Thursday 15 July 2010

Table Comparison Signature

We've been working on a data archiving project to move old data from the production schema in one database into an archive schema in a different tablespace, on a remote server.

We copy data from a production table (let's call it PROD.FINANCE_TAB into a pre-existing table in an archive schema (e.g. ARCH.FINANCE_TAB).  The fact that they are in a different database is actually irrelevant to the problem at hand.

If  PROD.FINANCE_TAB were to change structure (due to an added column or a datatype change), the archive transaction may fail.  So we need to test whether the table structure is the same in both schemas.

I Googled to take a look at how people usually do this and the result isn't pretty.  It usually takes three separate queries: one to find tables with the same columns, but different datatypes or sizes and two others to find tables with extra or missing columns.

This is cumbersome, but at least shows you what the differences are.
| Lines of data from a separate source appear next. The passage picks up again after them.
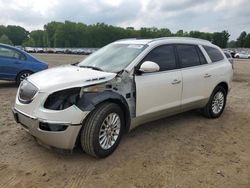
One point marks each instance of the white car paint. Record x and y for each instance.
(68, 76)
(157, 94)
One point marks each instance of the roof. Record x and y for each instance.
(165, 39)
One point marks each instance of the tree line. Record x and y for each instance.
(71, 34)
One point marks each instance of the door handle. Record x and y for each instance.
(207, 75)
(176, 82)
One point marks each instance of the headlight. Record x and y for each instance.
(94, 88)
(61, 100)
(27, 92)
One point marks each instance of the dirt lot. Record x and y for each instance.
(186, 150)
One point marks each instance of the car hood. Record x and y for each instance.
(68, 76)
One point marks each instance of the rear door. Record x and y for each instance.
(196, 75)
(11, 63)
(159, 91)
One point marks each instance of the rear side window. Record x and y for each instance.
(227, 55)
(214, 54)
(188, 55)
(164, 56)
(201, 56)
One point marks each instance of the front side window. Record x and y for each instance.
(214, 54)
(113, 57)
(188, 55)
(164, 56)
(9, 53)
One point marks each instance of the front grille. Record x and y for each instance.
(27, 92)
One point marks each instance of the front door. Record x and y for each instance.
(11, 62)
(159, 92)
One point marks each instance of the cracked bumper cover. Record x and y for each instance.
(59, 139)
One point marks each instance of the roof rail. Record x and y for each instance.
(185, 38)
(126, 39)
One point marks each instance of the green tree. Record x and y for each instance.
(29, 43)
(38, 37)
(221, 39)
(247, 41)
(16, 34)
(50, 29)
(241, 39)
(2, 30)
(5, 40)
(232, 44)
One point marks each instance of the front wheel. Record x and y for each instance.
(216, 103)
(102, 130)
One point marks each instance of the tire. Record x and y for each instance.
(92, 139)
(216, 103)
(22, 75)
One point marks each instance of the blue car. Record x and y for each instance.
(16, 65)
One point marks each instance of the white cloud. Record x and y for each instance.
(206, 15)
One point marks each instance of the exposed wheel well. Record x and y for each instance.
(224, 85)
(22, 72)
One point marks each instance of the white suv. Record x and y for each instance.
(122, 85)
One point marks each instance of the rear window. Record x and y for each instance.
(188, 55)
(214, 54)
(227, 55)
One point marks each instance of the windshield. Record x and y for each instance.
(113, 57)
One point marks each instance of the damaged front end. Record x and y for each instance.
(120, 90)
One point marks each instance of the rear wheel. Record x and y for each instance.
(102, 130)
(22, 75)
(216, 103)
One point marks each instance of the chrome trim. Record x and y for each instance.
(31, 117)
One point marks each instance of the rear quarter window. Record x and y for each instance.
(214, 54)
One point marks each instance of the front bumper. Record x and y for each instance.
(59, 139)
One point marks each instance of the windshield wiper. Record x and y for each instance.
(91, 67)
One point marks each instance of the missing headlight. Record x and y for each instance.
(61, 100)
(52, 127)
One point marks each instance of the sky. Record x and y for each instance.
(202, 15)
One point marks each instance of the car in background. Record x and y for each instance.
(243, 55)
(16, 65)
(229, 57)
(124, 84)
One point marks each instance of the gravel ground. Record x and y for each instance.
(186, 150)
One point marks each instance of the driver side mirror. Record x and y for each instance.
(149, 66)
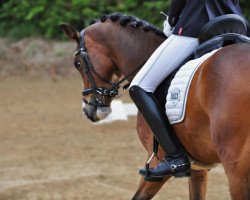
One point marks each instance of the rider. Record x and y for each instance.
(186, 17)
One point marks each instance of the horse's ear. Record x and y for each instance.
(69, 31)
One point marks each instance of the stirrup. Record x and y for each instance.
(147, 176)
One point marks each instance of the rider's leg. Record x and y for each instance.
(163, 61)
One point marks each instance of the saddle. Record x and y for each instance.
(220, 32)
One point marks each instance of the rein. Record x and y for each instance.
(113, 91)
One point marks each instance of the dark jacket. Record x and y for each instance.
(189, 16)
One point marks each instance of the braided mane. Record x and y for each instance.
(126, 20)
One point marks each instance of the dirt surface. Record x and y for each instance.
(49, 151)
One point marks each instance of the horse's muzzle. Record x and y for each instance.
(95, 114)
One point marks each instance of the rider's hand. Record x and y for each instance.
(167, 30)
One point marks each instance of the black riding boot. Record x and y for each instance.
(176, 163)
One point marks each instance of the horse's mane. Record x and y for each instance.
(126, 20)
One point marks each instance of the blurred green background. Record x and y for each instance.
(25, 18)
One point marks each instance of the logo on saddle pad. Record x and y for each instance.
(175, 95)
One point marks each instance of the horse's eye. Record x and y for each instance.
(78, 65)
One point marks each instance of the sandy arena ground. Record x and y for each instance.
(49, 151)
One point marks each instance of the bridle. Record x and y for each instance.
(113, 91)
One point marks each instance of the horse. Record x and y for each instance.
(216, 128)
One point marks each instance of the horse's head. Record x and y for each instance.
(98, 71)
(105, 52)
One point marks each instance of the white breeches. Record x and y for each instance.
(167, 57)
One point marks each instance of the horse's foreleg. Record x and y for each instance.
(198, 185)
(147, 190)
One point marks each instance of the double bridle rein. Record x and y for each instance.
(113, 91)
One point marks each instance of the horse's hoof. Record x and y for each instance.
(153, 179)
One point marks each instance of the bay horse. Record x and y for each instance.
(216, 128)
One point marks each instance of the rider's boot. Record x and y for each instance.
(176, 163)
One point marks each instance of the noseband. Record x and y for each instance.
(113, 91)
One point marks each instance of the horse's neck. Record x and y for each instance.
(133, 50)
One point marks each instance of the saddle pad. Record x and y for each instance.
(178, 90)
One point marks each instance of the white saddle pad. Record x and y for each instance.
(178, 90)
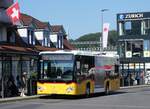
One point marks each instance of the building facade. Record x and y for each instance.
(134, 46)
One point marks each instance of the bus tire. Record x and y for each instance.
(87, 93)
(107, 89)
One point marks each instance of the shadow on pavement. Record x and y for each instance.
(71, 97)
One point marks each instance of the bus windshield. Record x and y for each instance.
(57, 70)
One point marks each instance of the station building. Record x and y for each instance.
(134, 46)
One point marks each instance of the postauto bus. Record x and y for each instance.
(77, 73)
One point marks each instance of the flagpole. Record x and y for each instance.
(101, 39)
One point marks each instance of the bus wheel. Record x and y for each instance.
(107, 89)
(87, 90)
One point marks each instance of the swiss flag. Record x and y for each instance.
(14, 13)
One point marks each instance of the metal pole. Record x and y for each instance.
(101, 39)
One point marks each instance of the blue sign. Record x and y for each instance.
(121, 17)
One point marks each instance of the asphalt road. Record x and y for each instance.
(135, 98)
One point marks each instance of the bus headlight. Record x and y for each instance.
(39, 88)
(69, 89)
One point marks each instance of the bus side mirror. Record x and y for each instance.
(78, 65)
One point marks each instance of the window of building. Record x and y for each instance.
(146, 27)
(10, 36)
(137, 48)
(121, 49)
(129, 46)
(31, 39)
(146, 45)
(130, 27)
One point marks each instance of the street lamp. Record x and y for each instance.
(101, 39)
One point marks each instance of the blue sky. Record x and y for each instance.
(81, 17)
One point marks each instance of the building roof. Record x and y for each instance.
(27, 20)
(67, 45)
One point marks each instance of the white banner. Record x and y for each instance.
(105, 34)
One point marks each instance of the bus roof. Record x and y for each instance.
(84, 53)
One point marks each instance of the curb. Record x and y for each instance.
(137, 86)
(12, 99)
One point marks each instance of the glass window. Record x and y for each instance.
(0, 70)
(128, 25)
(60, 70)
(137, 48)
(122, 49)
(121, 28)
(129, 47)
(146, 45)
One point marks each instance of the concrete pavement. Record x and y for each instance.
(2, 100)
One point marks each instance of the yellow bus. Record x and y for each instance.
(77, 72)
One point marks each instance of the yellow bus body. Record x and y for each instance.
(72, 88)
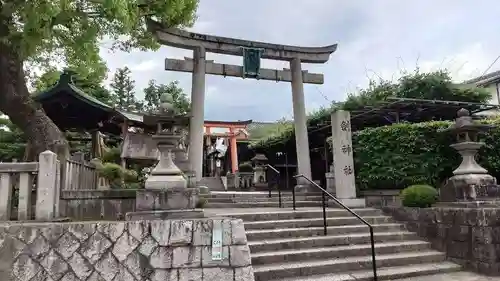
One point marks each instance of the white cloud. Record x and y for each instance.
(375, 38)
(147, 65)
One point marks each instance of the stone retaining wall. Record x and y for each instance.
(172, 250)
(111, 204)
(469, 236)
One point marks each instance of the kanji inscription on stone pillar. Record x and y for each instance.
(343, 155)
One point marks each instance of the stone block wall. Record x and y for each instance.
(468, 236)
(111, 204)
(170, 250)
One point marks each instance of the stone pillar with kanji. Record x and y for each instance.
(343, 155)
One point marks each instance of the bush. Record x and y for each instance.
(404, 154)
(420, 196)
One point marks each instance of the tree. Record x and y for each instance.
(123, 86)
(12, 142)
(153, 93)
(90, 85)
(36, 34)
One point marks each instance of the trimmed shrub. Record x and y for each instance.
(420, 196)
(404, 154)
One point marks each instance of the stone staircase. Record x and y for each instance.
(260, 199)
(290, 245)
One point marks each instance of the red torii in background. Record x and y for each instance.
(232, 130)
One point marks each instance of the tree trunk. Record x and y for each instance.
(15, 102)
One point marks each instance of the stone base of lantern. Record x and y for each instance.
(160, 182)
(177, 198)
(469, 187)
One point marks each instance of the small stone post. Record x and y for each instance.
(5, 196)
(47, 185)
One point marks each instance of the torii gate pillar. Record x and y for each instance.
(300, 122)
(198, 112)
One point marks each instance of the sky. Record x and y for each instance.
(376, 39)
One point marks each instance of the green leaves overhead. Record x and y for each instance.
(71, 32)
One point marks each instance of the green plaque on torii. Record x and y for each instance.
(251, 62)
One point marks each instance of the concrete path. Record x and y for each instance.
(456, 276)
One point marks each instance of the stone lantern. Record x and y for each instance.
(166, 193)
(470, 181)
(259, 171)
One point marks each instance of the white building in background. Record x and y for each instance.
(490, 82)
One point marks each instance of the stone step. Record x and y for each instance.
(385, 273)
(260, 234)
(265, 204)
(259, 199)
(346, 264)
(314, 222)
(248, 216)
(337, 252)
(278, 244)
(257, 194)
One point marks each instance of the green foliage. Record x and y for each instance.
(89, 83)
(123, 86)
(431, 86)
(111, 172)
(420, 196)
(245, 167)
(405, 154)
(154, 91)
(12, 141)
(71, 31)
(130, 176)
(115, 174)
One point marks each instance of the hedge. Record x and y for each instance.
(405, 154)
(435, 85)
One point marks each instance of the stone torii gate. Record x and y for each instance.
(252, 52)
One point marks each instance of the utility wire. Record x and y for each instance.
(487, 69)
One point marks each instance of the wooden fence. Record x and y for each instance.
(80, 175)
(20, 178)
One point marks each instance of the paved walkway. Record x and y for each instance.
(457, 276)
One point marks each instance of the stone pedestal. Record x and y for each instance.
(470, 182)
(166, 174)
(167, 199)
(258, 173)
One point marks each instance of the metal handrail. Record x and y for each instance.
(277, 183)
(370, 227)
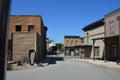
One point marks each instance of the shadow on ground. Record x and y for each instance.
(52, 59)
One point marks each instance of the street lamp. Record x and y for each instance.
(4, 16)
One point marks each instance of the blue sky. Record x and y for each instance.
(65, 17)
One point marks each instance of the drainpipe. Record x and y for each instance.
(93, 50)
(118, 18)
(4, 16)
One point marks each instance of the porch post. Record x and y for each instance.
(118, 18)
(93, 50)
(105, 45)
(4, 16)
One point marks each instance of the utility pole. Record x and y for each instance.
(4, 16)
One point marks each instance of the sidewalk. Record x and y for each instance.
(108, 64)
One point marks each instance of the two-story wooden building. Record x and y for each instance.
(93, 31)
(27, 33)
(71, 43)
(112, 34)
(102, 38)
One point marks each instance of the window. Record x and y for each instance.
(18, 27)
(67, 42)
(113, 51)
(72, 43)
(111, 27)
(87, 37)
(96, 50)
(31, 28)
(76, 42)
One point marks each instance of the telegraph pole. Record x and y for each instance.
(4, 27)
In our case, though, we don't care what's different.  Just knowing that there is a difference is enough for us to stop processing the archive run and return control to the DBA.

So we came up with the following query which builds a quasi-hash value for the table structure:
select sum(
          ora_hash(COLUMN_NAME||
                   DATA_TYPE||
                   to_char(NVL(DATA_LENGTH,0))||
                   to_char(NVL(DATA_SCALE,0))||
                   to_char(NVL(DATA_PRECISION,0))
                  )
          ) t_hash
from all_tab_columns
where table_name = '&table_name'
and owner = '&owner';
           t_signature
----------------------
          141887801613
This signature is unique to the table structure.  It returns a different value if a column is added or dropped, or if its datatype, size or scale changes.

We based a function on the query which we could execute for each archive table in both PROD and ARCHIVE schema.  If the signatures matched, we could be confident that the table structure had not changed.